There are, nonetheless, a number of limitations of the proposed changes. Specifically, some of the draft criteria have questionable validity when applied to adolescent substance users.


Tolerance to substances, particularly to alcohol, is a relatively mild symptom and can present without significant harm or distress. Indeed, it may be normative in adolescent and young adult drinkers [8], when individuals typically escalate their substance use from experimentation to more regular use. Tolerance implicitly references an undefined temporal comparison which makes it a developmentally sensitive criterion, such that it is much easier to meet this criterion earlier in the career of the substance user [9]. Also, neurodevelopmental changes during adolescence [10] may contribute to variability of developmental sensitivity to substances among teenagers who are only a few years apart in age [11].

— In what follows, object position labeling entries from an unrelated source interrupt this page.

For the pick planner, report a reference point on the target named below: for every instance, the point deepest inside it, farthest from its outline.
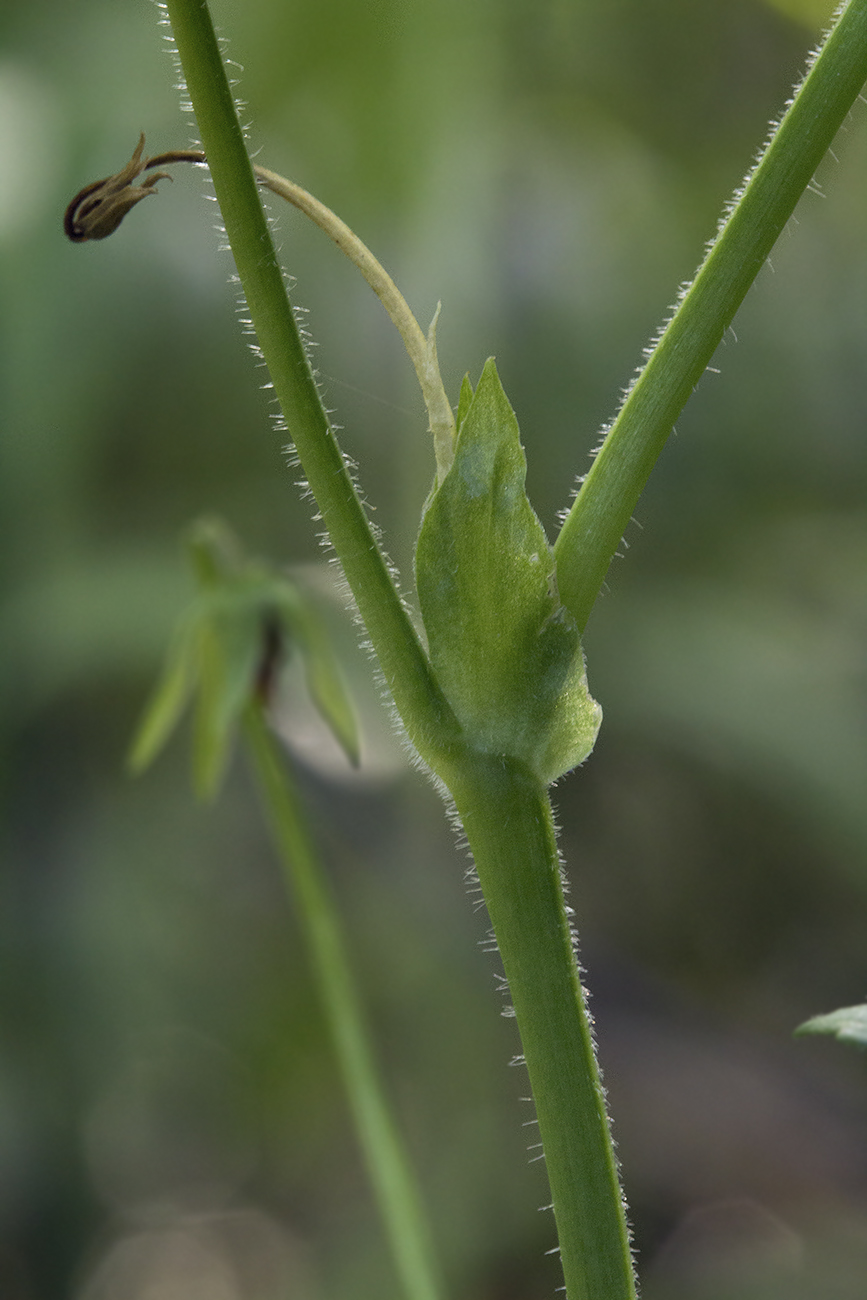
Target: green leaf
(849, 1025)
(325, 680)
(507, 654)
(226, 650)
(229, 646)
(463, 401)
(169, 698)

Withdrawal symptoms are a fairly rare phenomenon in adolescents because they generally only emerge after years of heavy drug use [12], and withdrawal reflects severe substance problems and may have prognostic significance in the few adolescents who report it so its inclusion in DSM-V is useful. However, alcohol withdrawal has shown relatively high rates of endorsement and only a moderate association with levels of problem severity [6]. Also, the DSM-IV definition of alcohol withdrawal requires only two of eight subcriteria, some of which may be confused with symptoms of hangover, producing false positive symptoms.

Hazardous use

There is debate as to whether hazardous use reflects a compulsive pattern of use that is relevant across all substances, such as tobacco [13]. In addition, the hazardous use criterion is somewhat developmentally bound. Hazardous use is much more common in adults than among adolescents [2,4], probably because adolescents have less access to automobiles than adults (by far the most common way for adolescents to meet this criterion).

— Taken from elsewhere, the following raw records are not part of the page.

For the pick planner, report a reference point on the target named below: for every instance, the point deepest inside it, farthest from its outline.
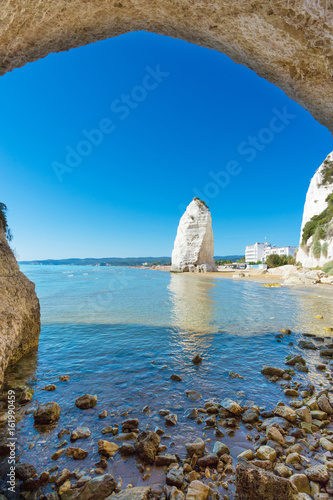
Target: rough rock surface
(287, 42)
(253, 483)
(19, 310)
(194, 243)
(315, 204)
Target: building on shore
(260, 251)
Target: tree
(3, 221)
(275, 260)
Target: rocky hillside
(19, 309)
(316, 240)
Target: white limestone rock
(315, 204)
(194, 244)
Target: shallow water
(120, 333)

The value of including the craving criteria when diagnosing adolescents is uncertain. There are clinical observations that many youth who have escalated to regular use report strong cravings [2,14], but the way in which this symptom is defined and operationalized may have a large effect on its observed prevalence (e.g. sign of continued appetitive urges or behaviors/withdrawal-related phenomenon?). More research is needed to examine the validity of craving as a criterion of SUDs among adolescents.

The two-symptom threshold for SUD

The impact of the two of 11 threshold for SUD in youth deserves further research. Because some of the proposed DSM-V symptoms are mild, developmentally normative for teenagers and/or easily misunderstood and over-endorsed [15], the proposed algorithm may include many mild cases, which do not reflect the classic definition of a compulsive pattern of substance use. This may unnecessarily apply a stigmatized and loaded label to youth whose problem severity may be mild and whose substance use pattern may be more intermittent than regular and more likely to remit. A related problem is that the proposed threshold for SUD may include identify a very heterogeneous group of adolescents.

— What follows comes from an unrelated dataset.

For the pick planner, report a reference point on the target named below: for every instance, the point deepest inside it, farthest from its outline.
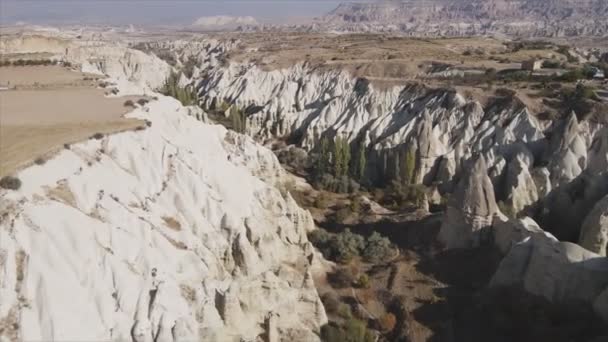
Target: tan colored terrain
(46, 107)
(377, 57)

Despite some favorable changes, the proposed DSM-V SUD criteria do not go far enough in improving SUD diagnosis for youth. Some targeted developmental adjustments, including clearer operational symptom definitions [16], are needed to ensure that DSM-V validly identifies SUD across developmental periods. We recommend excluding the ‘hazardous use’ criterion, clarifying the operational definitions of ‘tolerance’, ‘withdrawal’ and ‘craving’, and critically evaluating the diagnostic threshold for SUDs in adolescents.